Kincaid’s voice became quieter and harder. “It is when I’m standing this close to you. They might get me instead.”
“That’s why you get the big bucks.”
He shook his head. “We don’t even know if they’re alive. Look, this is a basement. All we have to do is roll down the grenades and then go mop up whatever is left afterward. We’re underground. The collateral damage will be minimal.”
“That’s not good enough,” I said. “We save the hostages first. Once they’re clear, then we take care of business with Mavra.”
Kincaid glanced over his shoulder at me, his eyes narrow and cold.

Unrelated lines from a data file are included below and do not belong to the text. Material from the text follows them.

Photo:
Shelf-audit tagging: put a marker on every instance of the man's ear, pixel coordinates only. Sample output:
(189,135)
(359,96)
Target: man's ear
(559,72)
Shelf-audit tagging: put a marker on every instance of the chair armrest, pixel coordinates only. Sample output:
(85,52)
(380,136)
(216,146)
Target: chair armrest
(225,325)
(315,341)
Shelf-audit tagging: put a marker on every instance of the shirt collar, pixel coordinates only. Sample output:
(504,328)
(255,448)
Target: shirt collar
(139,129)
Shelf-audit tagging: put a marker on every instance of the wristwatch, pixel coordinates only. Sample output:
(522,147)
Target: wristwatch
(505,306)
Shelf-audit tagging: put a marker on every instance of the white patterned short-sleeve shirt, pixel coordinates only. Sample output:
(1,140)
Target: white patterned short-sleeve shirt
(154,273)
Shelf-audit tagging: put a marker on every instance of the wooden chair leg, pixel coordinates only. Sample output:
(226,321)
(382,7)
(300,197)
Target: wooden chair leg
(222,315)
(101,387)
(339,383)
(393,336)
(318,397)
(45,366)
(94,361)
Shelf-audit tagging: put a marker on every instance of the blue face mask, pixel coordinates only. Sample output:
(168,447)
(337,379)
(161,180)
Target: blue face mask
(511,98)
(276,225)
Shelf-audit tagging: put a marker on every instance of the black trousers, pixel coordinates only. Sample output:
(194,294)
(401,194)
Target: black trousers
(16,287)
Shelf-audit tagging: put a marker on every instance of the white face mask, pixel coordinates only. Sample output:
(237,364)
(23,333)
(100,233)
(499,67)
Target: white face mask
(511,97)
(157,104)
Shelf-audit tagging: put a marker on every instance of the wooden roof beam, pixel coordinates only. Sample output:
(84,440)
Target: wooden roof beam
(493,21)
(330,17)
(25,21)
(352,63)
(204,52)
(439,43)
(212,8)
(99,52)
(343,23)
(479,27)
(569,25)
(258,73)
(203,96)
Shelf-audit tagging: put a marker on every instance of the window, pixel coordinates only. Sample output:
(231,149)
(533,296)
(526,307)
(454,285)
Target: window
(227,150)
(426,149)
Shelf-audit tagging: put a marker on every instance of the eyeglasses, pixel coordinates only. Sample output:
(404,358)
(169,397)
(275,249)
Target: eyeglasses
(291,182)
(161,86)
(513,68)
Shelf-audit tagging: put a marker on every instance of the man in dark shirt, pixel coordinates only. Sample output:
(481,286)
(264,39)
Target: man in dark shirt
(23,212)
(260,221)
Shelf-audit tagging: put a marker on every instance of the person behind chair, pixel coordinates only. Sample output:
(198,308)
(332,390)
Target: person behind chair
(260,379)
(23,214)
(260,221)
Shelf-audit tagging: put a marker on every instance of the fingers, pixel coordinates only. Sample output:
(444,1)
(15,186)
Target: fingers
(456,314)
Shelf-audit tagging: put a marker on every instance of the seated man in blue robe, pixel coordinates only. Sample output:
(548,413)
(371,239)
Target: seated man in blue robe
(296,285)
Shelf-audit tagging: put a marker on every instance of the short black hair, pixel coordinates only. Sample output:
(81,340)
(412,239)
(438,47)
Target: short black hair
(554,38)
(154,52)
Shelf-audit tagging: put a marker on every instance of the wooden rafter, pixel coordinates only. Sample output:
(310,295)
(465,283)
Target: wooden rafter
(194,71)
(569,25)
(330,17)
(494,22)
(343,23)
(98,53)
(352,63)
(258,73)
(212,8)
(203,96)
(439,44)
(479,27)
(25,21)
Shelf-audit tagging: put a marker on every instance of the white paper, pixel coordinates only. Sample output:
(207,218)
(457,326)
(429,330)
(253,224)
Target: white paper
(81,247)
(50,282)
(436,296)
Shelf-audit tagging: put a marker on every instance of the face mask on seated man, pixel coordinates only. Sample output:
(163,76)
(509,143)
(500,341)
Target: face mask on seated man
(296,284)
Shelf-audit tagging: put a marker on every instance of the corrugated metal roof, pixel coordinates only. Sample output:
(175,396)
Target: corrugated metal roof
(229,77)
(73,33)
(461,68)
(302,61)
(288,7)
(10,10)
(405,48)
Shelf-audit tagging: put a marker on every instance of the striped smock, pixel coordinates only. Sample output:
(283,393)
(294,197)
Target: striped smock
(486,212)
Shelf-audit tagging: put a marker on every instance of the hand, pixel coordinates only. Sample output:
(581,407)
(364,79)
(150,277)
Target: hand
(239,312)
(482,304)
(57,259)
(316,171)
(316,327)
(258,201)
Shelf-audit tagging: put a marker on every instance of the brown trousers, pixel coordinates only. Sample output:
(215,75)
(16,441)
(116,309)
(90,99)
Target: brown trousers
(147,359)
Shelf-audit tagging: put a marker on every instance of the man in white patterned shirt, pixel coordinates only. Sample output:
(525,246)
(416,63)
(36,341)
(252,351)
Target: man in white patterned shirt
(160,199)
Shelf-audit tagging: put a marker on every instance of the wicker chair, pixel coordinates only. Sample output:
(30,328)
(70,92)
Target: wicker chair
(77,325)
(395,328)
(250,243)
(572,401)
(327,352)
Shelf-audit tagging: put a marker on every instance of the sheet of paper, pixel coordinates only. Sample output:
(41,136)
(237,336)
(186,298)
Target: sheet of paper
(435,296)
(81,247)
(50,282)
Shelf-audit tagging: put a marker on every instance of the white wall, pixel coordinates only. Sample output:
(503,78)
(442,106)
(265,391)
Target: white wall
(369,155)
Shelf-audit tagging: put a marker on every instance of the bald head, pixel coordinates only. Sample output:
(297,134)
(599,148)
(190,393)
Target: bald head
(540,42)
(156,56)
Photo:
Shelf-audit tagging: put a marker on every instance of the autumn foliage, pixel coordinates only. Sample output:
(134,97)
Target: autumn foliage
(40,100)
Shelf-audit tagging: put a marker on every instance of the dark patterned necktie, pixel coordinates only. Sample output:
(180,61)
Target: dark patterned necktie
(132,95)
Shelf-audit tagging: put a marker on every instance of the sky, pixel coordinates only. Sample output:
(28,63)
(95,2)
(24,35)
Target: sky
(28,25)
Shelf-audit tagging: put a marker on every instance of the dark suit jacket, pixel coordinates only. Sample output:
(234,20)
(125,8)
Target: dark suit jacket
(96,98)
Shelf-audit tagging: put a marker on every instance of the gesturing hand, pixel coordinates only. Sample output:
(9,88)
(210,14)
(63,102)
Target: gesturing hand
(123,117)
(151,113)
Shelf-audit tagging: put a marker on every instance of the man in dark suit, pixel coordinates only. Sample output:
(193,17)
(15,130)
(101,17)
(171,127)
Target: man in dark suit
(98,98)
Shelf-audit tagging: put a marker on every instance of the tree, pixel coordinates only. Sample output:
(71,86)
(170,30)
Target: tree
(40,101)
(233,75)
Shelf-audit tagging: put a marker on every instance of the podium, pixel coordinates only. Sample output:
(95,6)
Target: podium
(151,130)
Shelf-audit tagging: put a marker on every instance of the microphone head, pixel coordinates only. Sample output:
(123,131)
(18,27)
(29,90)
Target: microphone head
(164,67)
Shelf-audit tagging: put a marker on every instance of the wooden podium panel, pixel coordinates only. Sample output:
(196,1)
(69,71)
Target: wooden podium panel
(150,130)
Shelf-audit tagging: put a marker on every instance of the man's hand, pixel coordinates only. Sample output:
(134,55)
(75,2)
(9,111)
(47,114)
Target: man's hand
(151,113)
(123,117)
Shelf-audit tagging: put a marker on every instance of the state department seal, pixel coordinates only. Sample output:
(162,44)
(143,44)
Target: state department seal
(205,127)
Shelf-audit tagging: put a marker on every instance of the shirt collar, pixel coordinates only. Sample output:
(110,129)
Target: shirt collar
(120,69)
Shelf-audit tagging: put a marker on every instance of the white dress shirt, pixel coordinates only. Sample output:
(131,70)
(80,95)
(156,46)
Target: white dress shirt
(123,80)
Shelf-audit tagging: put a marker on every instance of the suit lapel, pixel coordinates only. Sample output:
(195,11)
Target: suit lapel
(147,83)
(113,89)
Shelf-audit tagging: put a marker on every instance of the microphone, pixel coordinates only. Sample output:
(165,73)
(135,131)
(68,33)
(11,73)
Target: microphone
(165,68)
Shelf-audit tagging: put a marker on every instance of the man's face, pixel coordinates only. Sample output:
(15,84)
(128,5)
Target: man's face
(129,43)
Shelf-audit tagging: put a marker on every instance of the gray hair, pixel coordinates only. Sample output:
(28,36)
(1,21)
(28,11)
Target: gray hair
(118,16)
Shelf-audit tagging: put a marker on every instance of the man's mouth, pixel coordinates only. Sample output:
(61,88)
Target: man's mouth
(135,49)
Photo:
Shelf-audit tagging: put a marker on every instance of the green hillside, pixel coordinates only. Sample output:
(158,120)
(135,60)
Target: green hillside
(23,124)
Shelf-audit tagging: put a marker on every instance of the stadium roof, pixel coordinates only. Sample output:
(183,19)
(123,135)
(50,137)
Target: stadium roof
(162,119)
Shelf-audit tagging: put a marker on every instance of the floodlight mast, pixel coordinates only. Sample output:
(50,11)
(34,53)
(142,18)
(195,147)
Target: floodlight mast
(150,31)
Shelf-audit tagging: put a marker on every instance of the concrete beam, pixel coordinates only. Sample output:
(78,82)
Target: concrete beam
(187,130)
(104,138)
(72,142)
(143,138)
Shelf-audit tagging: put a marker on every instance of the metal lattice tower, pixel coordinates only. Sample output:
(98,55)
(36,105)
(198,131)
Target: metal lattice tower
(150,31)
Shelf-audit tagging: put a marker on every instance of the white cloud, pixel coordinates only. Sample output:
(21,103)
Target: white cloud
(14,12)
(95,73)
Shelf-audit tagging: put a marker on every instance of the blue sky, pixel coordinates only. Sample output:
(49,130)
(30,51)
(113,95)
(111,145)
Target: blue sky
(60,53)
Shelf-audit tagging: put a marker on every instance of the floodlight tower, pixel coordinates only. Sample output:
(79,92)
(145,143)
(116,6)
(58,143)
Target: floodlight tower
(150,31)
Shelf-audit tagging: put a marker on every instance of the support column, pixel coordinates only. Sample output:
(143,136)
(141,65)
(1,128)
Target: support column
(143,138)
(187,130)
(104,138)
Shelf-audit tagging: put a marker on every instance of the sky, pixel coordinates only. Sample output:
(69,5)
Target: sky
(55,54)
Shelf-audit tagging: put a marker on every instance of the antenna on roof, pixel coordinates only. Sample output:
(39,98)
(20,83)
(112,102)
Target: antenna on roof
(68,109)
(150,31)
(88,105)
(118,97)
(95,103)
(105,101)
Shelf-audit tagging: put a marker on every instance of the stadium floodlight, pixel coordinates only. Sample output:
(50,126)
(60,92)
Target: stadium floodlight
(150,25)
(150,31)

Defiance and contempt rang in every word. “It might be a little harder to rescue them if we’re dead.”
Murphy put the mouth of the riot gun against Kincaid’s spine and said, “How good is that armor?”
Sometimes Murphy has a way with words.
We were all quiet for a couple of seconds. Then I said, “We might get killed trying to save the hostages. We will get killed if we don’t stick together. Do the math, Kincaid. Or break your agreement and get out.”
He stared at Murphy for a second and then relented, turning back to face the stairway. “Fine,” he said. “We do it your way. It’s amateur night.”
We started down the first flight of stairs together, while whatever waited in the darkness below us laughed again.